Recently, when there was some disagreement on this issue in my own department, we asked a discerning question. "What if Tiger Woods presented to our ED with a medical condition during the week of The Master’s golf tournament? Would his presence in our waiting room put him at any special risks? By not treating Mr. Woods differently, would there be disruptions to the care of others?" The answer was obvious.

What if the patient is the CEO of your hospital? Is it practical to not act or respond differently to such patients? We can’t deny the fact that the unique needs of these patients require us to treat them differently.

Everyone would agree that the president, a senator or congressman, the city mayor, local professional sports team members, or your hospital CEO could be considered VIPs at some level. Do your family members qualify as VIPs? Perspectives seem to transition when opponents to special treatment for VIPs are given specific examples. One young physician opposed to a policy for VIP patients stated, "To the waiting room with them all." However, when asked how he would like to have his wife treated, his perspective faltered.

Why do we resist? Let’s admit it. The reasons some of us resist treating celebrities or VIPs differently are based more on our disdain for the social elite than on altruistic feelings for the common folk, the poor, and socially disenfranchised. Or perhaps, we harbor vestiges of an "anti-establishment" outlook left over from an era past. Others might think this is an ethical issue based on Judeo-Christian tenets that discourage treating the privileged differently. Here are my suggestions:

o Show deference, but don’t practice bad medicine. What’s wrong with showing a degree of honor and deference to those who have been vested with positions of honor? Isn’t this part of social structure that gives some degree of community cohesion and order? On the other hand, we cannot compromise the medical care of the celebrity or other patients in the process of showing special respect to the VIP or while meeting their unique needs.

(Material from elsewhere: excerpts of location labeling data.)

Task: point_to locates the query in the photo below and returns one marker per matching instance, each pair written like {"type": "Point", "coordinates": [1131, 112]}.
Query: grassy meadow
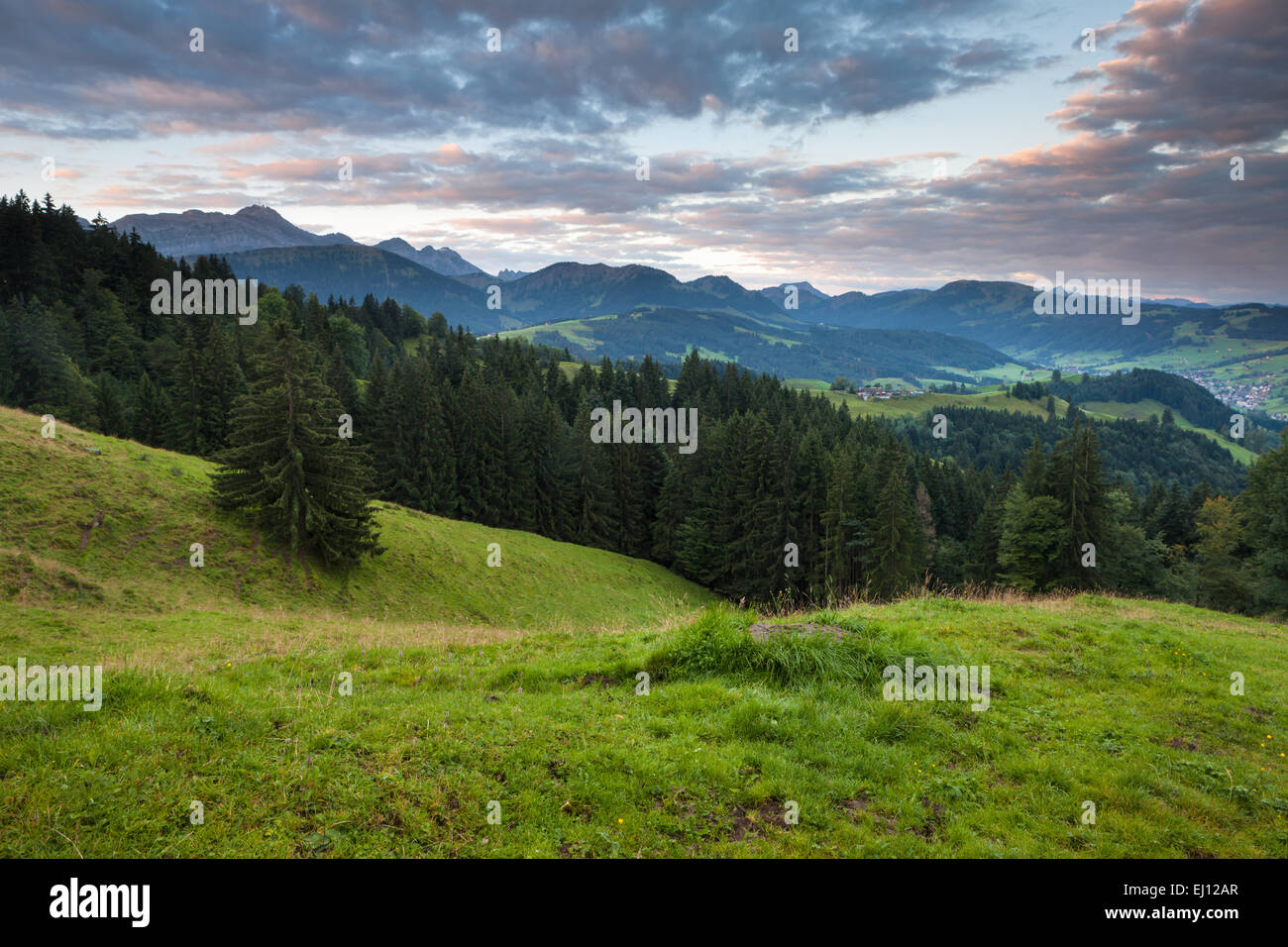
{"type": "Point", "coordinates": [501, 711]}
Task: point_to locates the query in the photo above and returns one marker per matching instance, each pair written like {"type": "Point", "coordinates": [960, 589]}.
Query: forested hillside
{"type": "Point", "coordinates": [785, 495]}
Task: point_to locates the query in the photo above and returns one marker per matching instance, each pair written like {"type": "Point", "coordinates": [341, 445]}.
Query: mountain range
{"type": "Point", "coordinates": [1239, 352]}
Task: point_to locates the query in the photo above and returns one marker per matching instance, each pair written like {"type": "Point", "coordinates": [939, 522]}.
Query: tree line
{"type": "Point", "coordinates": [787, 497]}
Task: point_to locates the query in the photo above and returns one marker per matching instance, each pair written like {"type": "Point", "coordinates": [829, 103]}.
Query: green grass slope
{"type": "Point", "coordinates": [133, 571]}
{"type": "Point", "coordinates": [738, 748]}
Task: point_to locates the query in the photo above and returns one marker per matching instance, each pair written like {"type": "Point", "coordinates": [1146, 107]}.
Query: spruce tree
{"type": "Point", "coordinates": [287, 466]}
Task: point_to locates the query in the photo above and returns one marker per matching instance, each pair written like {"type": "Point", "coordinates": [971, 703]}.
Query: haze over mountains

o Shouldn’t everyone be a VIP? Let’s consider the possibility that if we aren’t treating everyone like a VIP, then our system might need some operational improvements. The very fact that we have to treat patients differently should be a bellwether that our service needs to be overhauled. Why not move all of our patients immediately out of the waiting area and into a treatment room using bedside registration? Why isn’t timely turnaround of laboratory and radiology tests and patient throughput a priority for everyone? Are confidentiality and patient safety aggressively safeguarded for all of our patients?

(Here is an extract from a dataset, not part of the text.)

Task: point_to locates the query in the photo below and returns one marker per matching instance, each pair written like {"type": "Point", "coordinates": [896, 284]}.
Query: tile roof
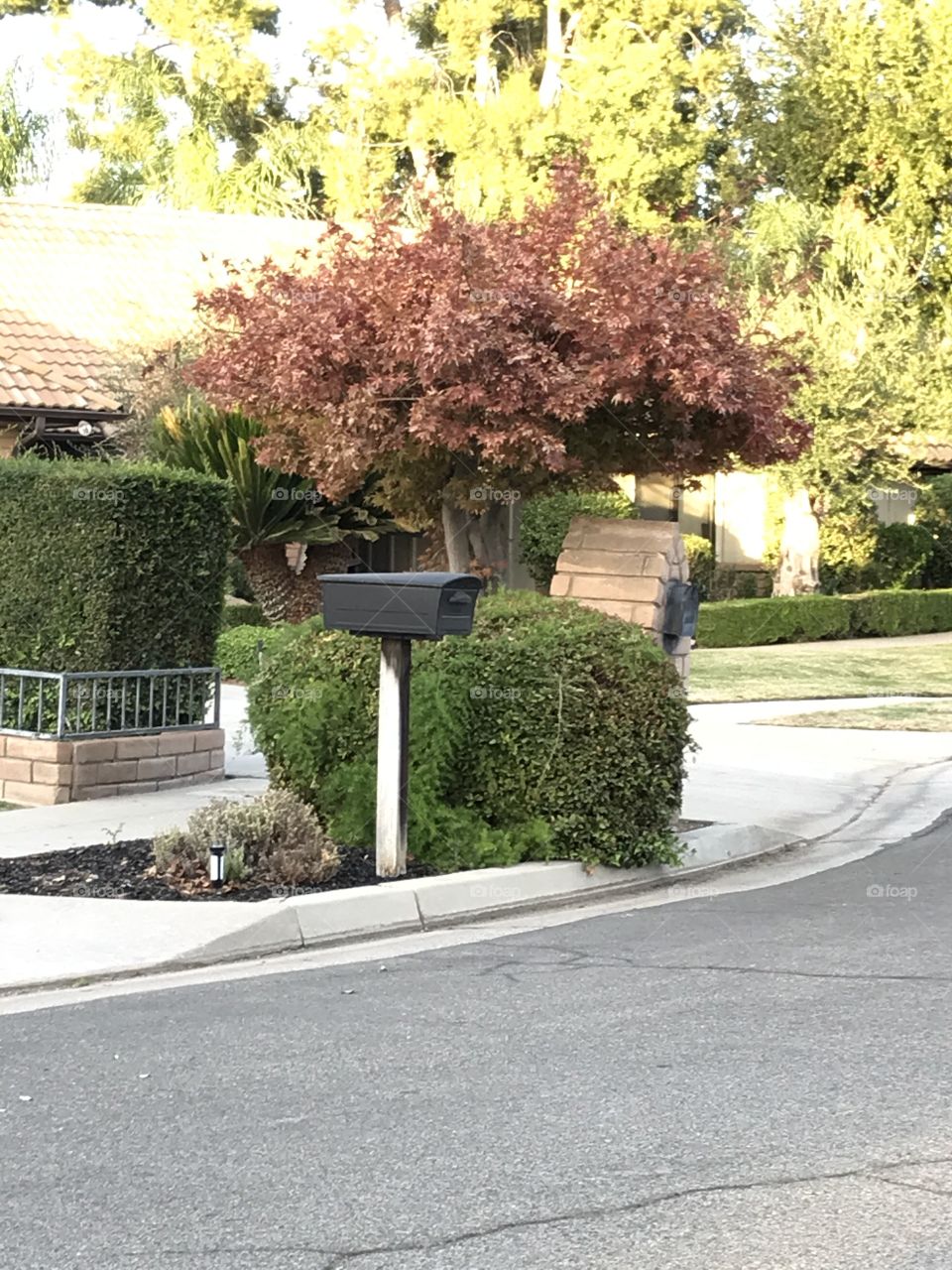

"To the waiting room with them all" is not the correct attitude and is unfair to all of our patients, VIP or not. Let’s treat everyone just as we would like to be treated. There has to be a happy medium. Of course, we can’t compromise medical care of other patients in the ED during the process of caring for a celebrity. However, the confidentiality, safety, and comfort of the celebrity should not be placed at risk, either. Policies for the management of VIPs must be developed. (See policy, p. 91.)

Like it or not, the potential for disruption will always be present when a VIP presents for medical care in your ED. It is our responsibility to have an adequate plan for meeting the needs of the celebrity patient as well as the needs of our other patients.